LAS VEGAS, NV -- We spotted Gigabyte's new AORUS X470 Gaming 7 WiFi motherboard here at CES 2018. These new motherboards will debut in the April timeframe alongside AMD's new Zen+ 2000-series desktop APUs. As promised, AMD will continue to support the AM4 platform until 2020. That means that the new 12nm Zen+ processors will drop into both 300- and 400-series motherboards and the first-generation Ryzen processors are also cross-compatible.
AMD's Ryzen processors, which offered more cores for lower prices, took the enthusiast market by storm last year, but AMD's 300-Series chipsets were one of the biggest attractions. Motherboards armed with the capable chipset are less expensive than the Intel alternatives, and as part of AMD's standard value proposition, support overclocking at every price point.
Now AMD has new 12nm Zen+ processors headed to market with the new X470 chipset in tow. AMD has made a host of improvements to the forthcoming 400-series motherboards, which will be less expensive than the 300-Series models and also have lower power consumption, improved memory performance, and better power delivery.
The X470 motherboards should support up to DDR4-4000 after overclocking, which is a solid improvement over the 300-Series motherboards. AMD's Ryzen processors benefit greatly from increased memory frequencies because the Infinity Fabric runs at the same speed as the system memory. That boosts performance in memory-sensitive applications, like gaming.
The 6-layer Aorus Gaming is the first 7-Series AMD motherboard from Gigabyte, so it comes outfitted with the premium features we expect from a high-end motherboard. Gigabyte cools the beefy 10+2 power phase with a 6mm copper heatpipe that makes direct contact with both sides of the VRM layout. Gigabyte bulked up the cooling solution with efficient aluminum fins over the VRMs. The fins also have another advantage: AMD's bundled heatsinks blow down on the motherboard, so the fin alignment should catch some of the extra airflow. The board features both 8-pin and 4-pin ATX power connectors.
We're told the chipset is similar to X370. One M.2 slot connects directly to the CPU while the other hangs off the chipset. Both M.2 slots also feature hefty black heatsinks, but one supports up to the M.2 22110 form factor while the other is M.2 2280. We also see the switches for the single/dual BIOS and a debug LED. Gigabyte also tells us the board features an external clock generator.

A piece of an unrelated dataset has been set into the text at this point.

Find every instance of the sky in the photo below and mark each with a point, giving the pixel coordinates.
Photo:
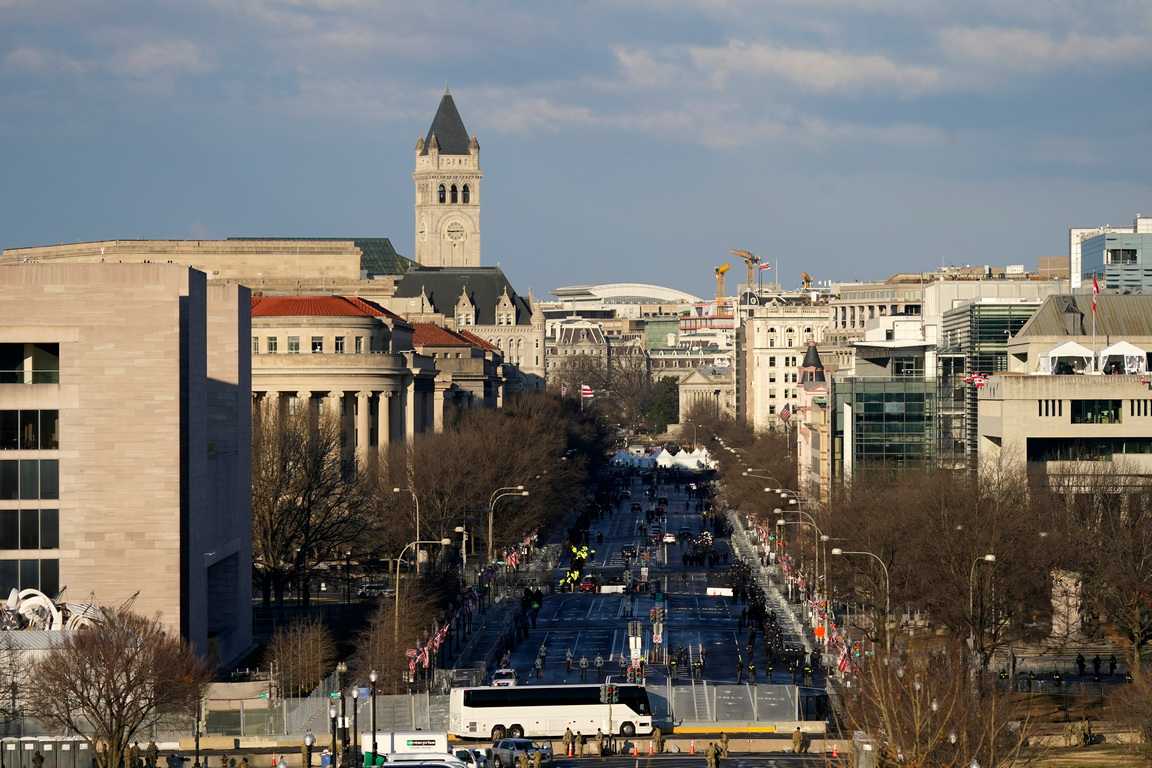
(622, 141)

The three full-length x16 slots are electrically PCIe 3.0 x16, x8, and x4. There are also two x1 slots. The board comes with RGB lighting around the PCIe and DIMM slots, chipset heatsink, the front edge of the motherboard, and the shroud that covers the voltage regulators and rear I/O panel.
The rear I/O shroud houses six USB 3.0, one USB 3.1 Type-A, and a USB 3.1 Type-C port. We also see the standard 3.5mm and optical audio outs and an RJ45 Ethernet port. There are also connectors for the integrated 2x2 WiFi alongside the rear power and clear CMOS buttons.
X470 motherboards feature the same socket as 300-Series motherboards. The chipset is also similar, so there shouldn't be the same rapid-fire BIOS updates we encountered after the initial Ryzen launch. AMD tells us to expect X470 motherboards to arrive with the 2000-Series Ryzen processors in April.